I think that the data is insufficient to do more than simulate very vague predictions of possible s-curves.
a lot more data would be required to pick curves of best fit.
What I'm about to present, is probably flawed, and I'd appreciate help with corrections. I figure that the data presented is very very early in any possible s curve. i.e. theres no sight yet of the inflexion point, so a huge range of possible s-curves can be fit. It seems to me that the fact that only the early portion of an s - curve has been provided can be achieved by dividing linearly the sample values, by some factor that represents how small of a portion of an s-curve has been presented. Then we can try to fit scurves on the early data points, and see the sorts of curves that can fit well for that.
library(tidyverse)
library(purrr)
tb <- tibble::tribble(
~ value,
2,
5,
18,
28,
43,
61,
95,
139,
245,
388,
593,
978,
1501,
2336,
2922,
3513,
4747,
5823,
6566,
7161,
8042,
9000,
10075,
11364,
12729,
13938,
14991,
16169
) %>% mutate(
rownum = row_number()
)
opt_func <- function(param_to_opt) {
tb2 <- mutate(tb,
value2 = value / (param_to_opt * max(value))
)
model <- glm(value2 ~ rownum, family = binomial(link = "logit"),weights=log(tb2$rownum), data = tb2)

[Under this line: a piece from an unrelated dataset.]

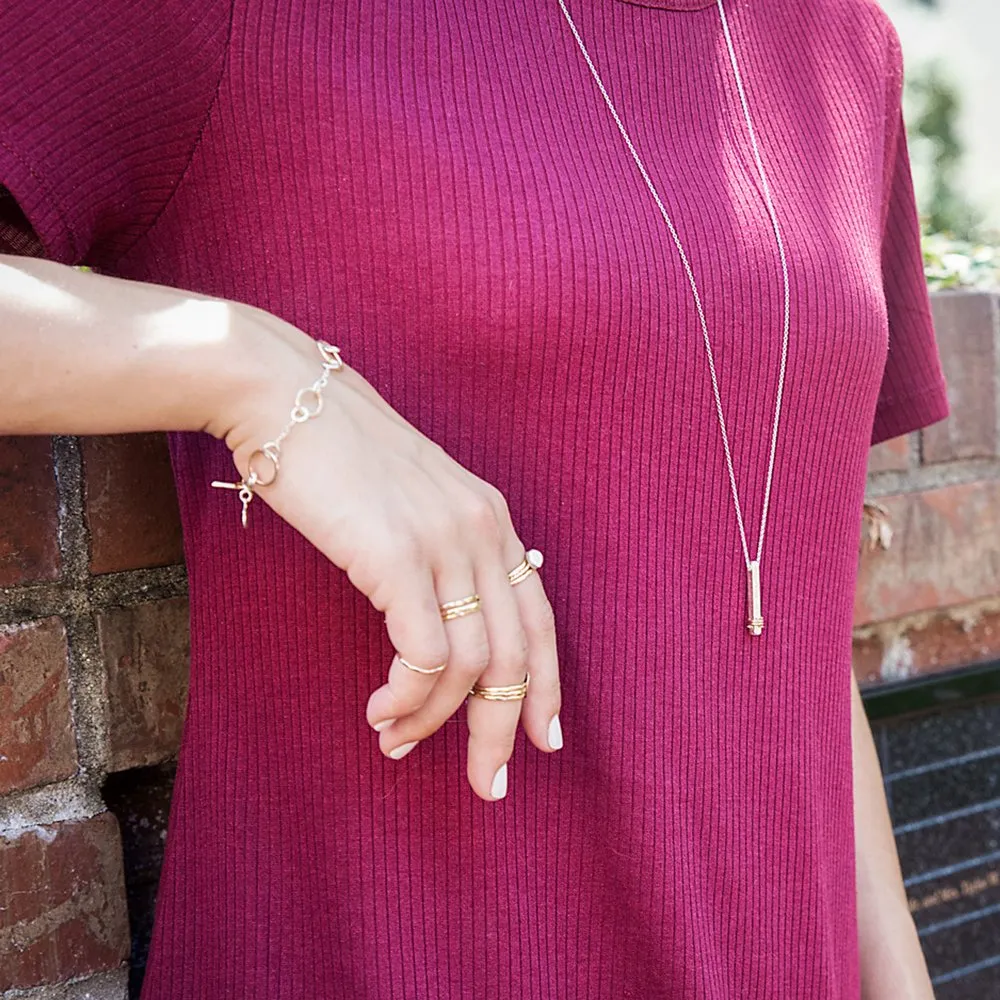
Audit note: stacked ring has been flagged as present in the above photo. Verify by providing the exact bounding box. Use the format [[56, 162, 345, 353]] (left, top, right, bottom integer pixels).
[[398, 656, 447, 676], [508, 548, 544, 586], [439, 593, 482, 621], [469, 674, 530, 701]]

return( sqrt(mean(model$residuals^2)))
}
ser <- 1:1000 * 10000
rmse <- map_dbl(ser , ~opt_func(.))
min_index <- which(rmse==min(rmse))
ser[[min_index]]
plot(x = ser,y=rmse)
rmse[rmse> 0.570192 -0.000001 & rmse <0.570192 +0.000001]
#only 2 values
rmse[rmse> 0.570192 -0.000002 & rmse <0.570192 +0.000002]
#477 values
rmse[rmse> 0.570192 -0.0000015 & rmse <0.570192 +0.0000015]
#43 values ' so will plot 43 'most likey' s curves from the 1000 trialled.
parms_to_plot <- which(rmse> 0.570192 -0.0000015 & rmse <0.570192 +0.0000015)
extrude_length <- 150
new_prediction <- function(chosen_parm)
{
tb2 <- mutate(tb,
rownum = row_number(),
value2 = value / (chosen_parm * max(value))
)
model <- glm(value2 ~ rownum, family = binomial(link = "logit"),weights = log(tb2$rownum), data = tb2)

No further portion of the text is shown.